Special City Council meeting planned to address pay freezes
North Las Vegas City Council members tabled consideration of a multimillion city pay freeze this month, putting off action on roughly $12 million in long-suspended employee raises and benefits until a special City Council meeting set for June 18.
The freeze, first adopted to help city officials avert a $33 million “fiscal emergency” this time last year, suspended millions in raises owed to union police, firefighters and Teamsters per collective bargaining agreements signed in the mid-2000s.
The unanimous June 5 decision not to revisit those forced concessions came two days after passage of Assembly Bill 503, Assembly Speaker Marilyn Kirkpatrick’s controversial effort to ensure the city’s solvency.
The bill, derided by opponents as a bailout, allows city leaders to dip into a $31 million sewer repair fund to restore police, fire and other public safety services while picking up part of the tab on once browned-out libraries and recreation centers.

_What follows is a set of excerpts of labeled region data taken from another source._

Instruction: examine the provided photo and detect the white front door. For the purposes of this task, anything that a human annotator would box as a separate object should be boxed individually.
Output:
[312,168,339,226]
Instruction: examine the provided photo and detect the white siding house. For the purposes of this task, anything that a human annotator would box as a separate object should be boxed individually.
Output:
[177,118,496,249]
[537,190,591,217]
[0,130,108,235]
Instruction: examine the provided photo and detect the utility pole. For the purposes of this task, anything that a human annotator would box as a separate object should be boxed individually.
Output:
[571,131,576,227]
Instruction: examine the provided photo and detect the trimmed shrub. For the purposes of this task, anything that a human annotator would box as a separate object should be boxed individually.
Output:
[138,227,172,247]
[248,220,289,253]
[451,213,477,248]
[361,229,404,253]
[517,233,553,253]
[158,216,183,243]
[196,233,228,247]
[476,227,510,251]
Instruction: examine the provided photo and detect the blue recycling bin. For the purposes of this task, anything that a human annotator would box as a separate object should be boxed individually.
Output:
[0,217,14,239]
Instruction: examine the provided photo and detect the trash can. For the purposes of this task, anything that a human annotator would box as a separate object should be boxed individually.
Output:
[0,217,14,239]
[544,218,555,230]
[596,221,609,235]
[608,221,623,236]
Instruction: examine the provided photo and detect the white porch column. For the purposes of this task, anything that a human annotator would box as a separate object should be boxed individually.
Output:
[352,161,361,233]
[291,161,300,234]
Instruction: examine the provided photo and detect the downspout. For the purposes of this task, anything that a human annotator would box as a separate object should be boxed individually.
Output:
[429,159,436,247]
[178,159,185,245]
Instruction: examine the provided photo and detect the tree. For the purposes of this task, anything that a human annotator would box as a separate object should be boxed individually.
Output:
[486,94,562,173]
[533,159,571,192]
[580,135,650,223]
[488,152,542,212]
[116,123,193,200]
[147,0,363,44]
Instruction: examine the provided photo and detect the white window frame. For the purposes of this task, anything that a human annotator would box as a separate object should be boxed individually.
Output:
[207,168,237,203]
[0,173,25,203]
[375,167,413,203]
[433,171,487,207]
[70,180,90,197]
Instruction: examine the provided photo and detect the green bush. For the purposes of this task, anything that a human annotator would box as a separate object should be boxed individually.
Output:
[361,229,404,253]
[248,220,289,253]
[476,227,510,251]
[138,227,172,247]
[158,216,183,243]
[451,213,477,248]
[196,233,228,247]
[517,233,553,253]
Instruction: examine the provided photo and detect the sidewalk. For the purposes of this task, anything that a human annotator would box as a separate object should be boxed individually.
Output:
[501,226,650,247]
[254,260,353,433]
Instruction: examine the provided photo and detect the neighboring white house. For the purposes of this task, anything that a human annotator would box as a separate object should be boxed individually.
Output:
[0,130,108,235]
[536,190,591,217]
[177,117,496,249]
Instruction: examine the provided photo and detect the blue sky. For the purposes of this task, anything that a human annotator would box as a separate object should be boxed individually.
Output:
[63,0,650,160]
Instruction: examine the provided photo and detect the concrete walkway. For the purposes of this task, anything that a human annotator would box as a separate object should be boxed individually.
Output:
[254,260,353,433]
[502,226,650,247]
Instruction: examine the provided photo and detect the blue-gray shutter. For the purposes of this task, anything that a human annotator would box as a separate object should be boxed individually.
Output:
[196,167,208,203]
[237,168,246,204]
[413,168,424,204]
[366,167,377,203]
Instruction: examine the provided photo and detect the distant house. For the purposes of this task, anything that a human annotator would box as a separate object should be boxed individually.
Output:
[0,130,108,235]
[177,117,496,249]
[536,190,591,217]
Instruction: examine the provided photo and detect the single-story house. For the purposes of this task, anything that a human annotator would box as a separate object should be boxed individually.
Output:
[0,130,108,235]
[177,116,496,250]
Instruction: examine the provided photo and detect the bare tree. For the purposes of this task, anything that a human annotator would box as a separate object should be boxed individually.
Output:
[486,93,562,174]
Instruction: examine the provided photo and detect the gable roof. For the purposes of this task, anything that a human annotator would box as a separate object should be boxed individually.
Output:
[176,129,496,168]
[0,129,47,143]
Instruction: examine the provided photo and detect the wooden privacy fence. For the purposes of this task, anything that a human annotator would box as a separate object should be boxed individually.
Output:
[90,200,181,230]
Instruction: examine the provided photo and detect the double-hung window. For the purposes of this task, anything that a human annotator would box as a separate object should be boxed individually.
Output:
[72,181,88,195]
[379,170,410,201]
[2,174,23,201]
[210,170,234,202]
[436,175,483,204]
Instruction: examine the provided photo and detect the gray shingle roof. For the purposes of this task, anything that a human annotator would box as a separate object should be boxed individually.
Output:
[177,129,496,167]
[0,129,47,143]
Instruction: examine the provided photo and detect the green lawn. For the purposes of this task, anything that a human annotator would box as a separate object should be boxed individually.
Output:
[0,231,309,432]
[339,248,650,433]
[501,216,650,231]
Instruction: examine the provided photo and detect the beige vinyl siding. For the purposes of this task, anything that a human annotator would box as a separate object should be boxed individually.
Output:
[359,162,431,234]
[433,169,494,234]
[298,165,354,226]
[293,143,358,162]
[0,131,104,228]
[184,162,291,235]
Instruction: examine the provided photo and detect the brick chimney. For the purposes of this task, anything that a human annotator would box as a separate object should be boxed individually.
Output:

It also has a lot to do with City Council members’ earlier decision to push back a vote on last year’s union pay freezes, according to City Manager Tim Hacker.
“As we were working with (state) legislators, there was a concern raised about the appearance of having that on the agenda the first week in June while we were still working to get AB503 passed,” Hacker said. “They just asked if there was still time to review the item, and there is.”
Kirkpatrick, D-North Las Vegas, has called AB503 the city’s “last chance” to avert a state takeover of city finances.
Hacker was a little more cautious.
“I don’t see it that way, because there’s so many different triggers that come into play to justify the state coming in,” he said. “It’s a limited pot, and they only gave us four years to use these additional dollars, and we have to go back in two years to show how we’re using it.
Council members face an estimated $19 million deficit in fiscal year 2014, with city employee salaries accounting for more than two-thirds of overall expenses.
City officials now look set to pay down a chunk of this year’s $14.5 million general fund deficit using sewer repair funds, leaving a combined $4 million in red ink in the city’s library and public safety funds.
With city reserves exhausted — and steep declines in property tax revenue expected to outlive a four-year sunset provision written into AB503 — city leaders may be looking for another budget life raft as soon as 2017.
That means Hacker and others will still seek an urgent return to the bargaining table.
“We are functioning very well having redeployed our resources and using our manpower in a more efficient way,” outgoing Mayor Shari Buck said last month.
“In an ideal world, we’d be able to restaff, but with the way our budget looks right now, a lot depends on if (the unions) want to offer concessions.”
North Las Vegas City Council members plan to revisit the city’s fiscal emergency pay suspensions at 6 p.m. June 18 in the City Council chambers, 2250 Las Vegas Blvd. North.
City leaders look to reconvene for a regularly scheduled meeting at the same time June 19.